COLT 1911 45 ACP condition 1.
Charged and locked, hard to screw that up.
"Cocked & Locked" is usually how people refer to this - and it is easy to screw up. Under stress, people's fine motor skills vanish, sometimes resulting in the safety not being disengaged as you draw from the holster. Additionally, it can be accidentally flipped off during handling.

Modern firearms have multiple internal safeties to prevent accidental discharges (unless you're Sig apparently).

It depends.

If for some reason you're open carrying in a holster (like perhaps a police officer or soldier would be), and someone tries to get your weapon off of you and succeeds, a manual safety could save your life. They probably won't realize that the safety is on, and when they point the weapon at you and pull the trigger, nothing will happen, giving you a chance to escape or fight back.

Without that manual safety, the weapon just goes off and you now have an aftermarket hole installed in your body.

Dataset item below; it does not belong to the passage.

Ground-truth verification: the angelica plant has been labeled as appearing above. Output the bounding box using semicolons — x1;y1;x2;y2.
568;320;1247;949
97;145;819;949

There's less of an argument manual safties in concealed carry, though. The opponent shouldn't know you have the weapon until it's drawn, so there's less chance of them getting it out of a holster.

I assume, based on your writing, that you have very little or perhaps no firearms training, particularly with duty carry and concealed carry.

> and someone tries to get your weapon off of you and succeeds, a manual safety could save your life.

This is something straight out of a movie...

Your assumption would be wrong. Not a pro but not a n00b either.

I don't want to look up the sources here and now (work policies) but it does, on occasion, happen.

This comment should just be pinned to the top for folks curious about why manual safeties are undesirable.